TSSAA sets new concussion policy

July 22nd, 2010 by Stephen Hargis in Sports - Preps

The Tennessee Secondary School Athletic Association voted Wednesday to implement a new concussion policy beginning immediately. The TSSAA Board of Control voted unanimously during a conference call for the new, more stringent policy in hopes of preventing prep athletes from suffering second concussions.

TSSAA Executive Director Bernard Childress said he has been discussing the issue with coaches, parents and medical doctors for more than a year and decided to make a proactive decision rather than a reaction to potential deadly situation.

"There were four high school football players that died last year in North Carolina as the result of second-impact syndrom," Childress said. "Why wait until it happens in our state to take the necessary steps? In talking with several MDs, I learned that 90-percent of the time when someone takes a hit to the same spot that caused a previous concussion, it's fatal.

"We felt as the organization that can change and implement rules that this was an easy call and one that will protect our student-athletes. That is my number one passion, the safety of the kids who play sports in this state. The most important thing is not about winning or losing at our level, it's about safety."

Under the new rule, any player who exhibits signs, symptoms or behavior consistent with a concussion (such as loss of consciousness, headache, dizziness, confusion or balance problems) will be immediately removed from the game and not allowed to return to play until cleared by a health-care professional. The TSSAA will mandate that a letter clearing the athlete be signed by the health-care professional.

This means that an athletic trainer on the sideline can not clear the athlete to return.

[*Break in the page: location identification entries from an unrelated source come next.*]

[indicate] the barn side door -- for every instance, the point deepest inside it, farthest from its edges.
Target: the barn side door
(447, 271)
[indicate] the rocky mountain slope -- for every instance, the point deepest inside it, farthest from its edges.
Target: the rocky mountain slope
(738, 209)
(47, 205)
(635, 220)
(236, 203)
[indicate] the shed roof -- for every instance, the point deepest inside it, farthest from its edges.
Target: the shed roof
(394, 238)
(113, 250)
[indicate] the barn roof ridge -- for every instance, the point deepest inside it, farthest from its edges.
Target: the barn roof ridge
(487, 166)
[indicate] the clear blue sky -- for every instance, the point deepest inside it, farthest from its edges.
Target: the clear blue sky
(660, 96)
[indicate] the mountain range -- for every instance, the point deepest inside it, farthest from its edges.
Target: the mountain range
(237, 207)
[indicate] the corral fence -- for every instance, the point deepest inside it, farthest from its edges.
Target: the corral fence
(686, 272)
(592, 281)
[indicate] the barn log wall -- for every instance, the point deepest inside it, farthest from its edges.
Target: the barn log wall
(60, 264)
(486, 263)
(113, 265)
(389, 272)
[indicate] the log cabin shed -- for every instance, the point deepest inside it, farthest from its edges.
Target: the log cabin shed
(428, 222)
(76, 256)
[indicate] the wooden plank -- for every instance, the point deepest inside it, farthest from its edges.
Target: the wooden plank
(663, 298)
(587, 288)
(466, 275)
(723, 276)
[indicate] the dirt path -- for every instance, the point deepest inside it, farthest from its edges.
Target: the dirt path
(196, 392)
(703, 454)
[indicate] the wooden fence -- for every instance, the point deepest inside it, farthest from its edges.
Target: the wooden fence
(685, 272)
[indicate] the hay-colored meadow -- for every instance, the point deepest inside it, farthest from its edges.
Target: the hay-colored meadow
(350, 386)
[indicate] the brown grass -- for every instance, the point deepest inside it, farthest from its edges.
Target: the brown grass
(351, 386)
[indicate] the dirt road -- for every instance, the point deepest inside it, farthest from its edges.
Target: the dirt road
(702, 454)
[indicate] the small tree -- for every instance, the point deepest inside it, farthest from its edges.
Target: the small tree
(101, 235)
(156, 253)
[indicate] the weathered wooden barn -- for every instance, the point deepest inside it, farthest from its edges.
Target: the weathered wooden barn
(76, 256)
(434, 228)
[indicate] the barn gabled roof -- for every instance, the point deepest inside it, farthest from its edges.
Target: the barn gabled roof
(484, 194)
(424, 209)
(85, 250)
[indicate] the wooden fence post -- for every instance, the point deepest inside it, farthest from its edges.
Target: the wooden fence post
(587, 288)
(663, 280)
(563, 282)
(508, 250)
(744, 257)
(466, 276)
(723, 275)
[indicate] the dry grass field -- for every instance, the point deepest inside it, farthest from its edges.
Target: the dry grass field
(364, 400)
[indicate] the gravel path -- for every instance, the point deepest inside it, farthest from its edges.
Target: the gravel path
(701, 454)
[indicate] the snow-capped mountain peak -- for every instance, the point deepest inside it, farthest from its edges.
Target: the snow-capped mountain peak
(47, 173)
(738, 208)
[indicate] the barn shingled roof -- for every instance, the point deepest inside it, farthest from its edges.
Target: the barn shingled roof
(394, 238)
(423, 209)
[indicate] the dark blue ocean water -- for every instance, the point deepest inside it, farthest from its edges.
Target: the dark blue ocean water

"We've worded it that way so that a trainer won't be responsible and it won't matter if a team has an actual doctor in the stands, because there isn't a doctor out there who would clear a kid to return to a game without having taken the proper steps, like an EKG or some other test.

"We've taken the decision of whether to let a kid return to a game out of the coaches and trainers hands. Whether a kid gets a concussion in practice or a game, we wanted the rule to be clear and the same for everyone."

Veteran Hixson coach Houston White said its not uncommon to have several kids suffer concussions each season. White added that during last year's game against Red Bank, two Hixson players suffered concussions and had to stay overnight in the hospital. One of those players was advised by doctors to no longer play contact sports.

"It's always a scary deal, and as a coach, we're not always sure whether a kid just got his bell rung and is okay to go back in or needs to stay out," White said. "I'm all for this rule. I'd much rather err on the side of caution when it comes to a kid's well being."

A University of Pittsburgh study on youth concussions reported that about 20 percent of high school players who play for four years will suffer a concussion. It also said several neurological reports have revealed that teenagers are more likely to suffer from prolonged brain swelling after a concussion, which means high school athletes may have a slower recovery rate.

According to a recent study from the Center for Injury Research at Nationwide Children's Hospital in Columbus, Ohio, as many as 40.5 percent of athletes return to action prematurely following concussions.

"To be honest this is a rule that should have been in place before now," said Sequatchie County principal Tommy Layne, who is also a member of the Board of Control. "But after gathering all the information, I'm very proud of the way our organization is taking steps to prevent a kid from being put in a dangerous situation. I also like the fact that the coaches and trainers don't have to make the tough call of whether to put a kid back in a game.

"With this rule, we've taken every precaution to keep the kids in our state safe."